Do Diário do Grande ABC

29/07/2019 | 11:54


Sabe-se que o líder do governo na Câmara de São Caetano, vereador Tite Campanella (Cidadania), aguarda a retomada dos trabalhos legislativos, em 6 de agosto, para protolocar o pedido de instauração de CPI destinada a investigar as entranhas do acordo firmado entre governo e Associação Comercial e Industrial de São Caetano que pode ter desviado R$ 1 milhão dos cofres municipais em 2016, quando a entidade era presidida pelo advogado Walter Estevam Júnior. A apuração é bem-vinda. Mas deveria abranger também a atual administração da Aciscs, pelas razões que se seguem.

Ao suceder Walter Estevam no comando da Aciscs, Moacir Passador Junior parece dar continuidade a medidas polêmicas que comprometem a imagem da entidade. Sabe-se agora, por exemplo, em outro esforço investigativo da equipe de reportagem deste Diário, que o atual presidente tem o péssimo hábito de misturar interesses corporativos aos privados.

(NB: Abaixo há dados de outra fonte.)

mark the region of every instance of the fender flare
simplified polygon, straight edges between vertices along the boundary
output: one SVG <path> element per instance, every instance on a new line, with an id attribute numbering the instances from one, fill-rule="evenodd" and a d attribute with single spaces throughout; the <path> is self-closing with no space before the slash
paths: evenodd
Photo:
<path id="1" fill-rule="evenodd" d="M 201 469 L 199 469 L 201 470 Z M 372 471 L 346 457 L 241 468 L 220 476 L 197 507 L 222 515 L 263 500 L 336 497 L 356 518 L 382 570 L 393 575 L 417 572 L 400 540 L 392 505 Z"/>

Talvez por não conseguir fazê-lo sem ferir o princípio da impessoalidade que deveria nortear suas ações, o presidente não explica por que mantém a família obtendo lucro em espaço público no Atende Fácil, cujo dono é o munícipe são-caetanense.

Já que a Aciscs recebe parcela significativa de dinheiro público, como se ficou sabendo tristemente quando a associação não conseguiu comprovar a utilização do milhão de reais na campanha de Natal para a qual pleiteara a verba, a Câmara poderia chamar Passador Junior para que ele explique os critérios que a entidade utiliza para sublocar os boxes do Atende Fácil.

Como uma das atribuições constitucionais dos vereadores é a de fiscalizar o bom uso do dinheiro público, entende-se que a responsabilidade se estenda também a passar a limpo por que São Caetano permite que familiares de Moacir Passador Junior sigam ganhando dinheiro ao explorar, na esfera privada, espaço público cedido pela Prefeitura à entidade que ele preside. Já que Tite Campanella se dispôs a puxar o fio do novelo que pode abrir a caixa-preta da Aciscs, eis a oportunidade de ampliar o trabalho.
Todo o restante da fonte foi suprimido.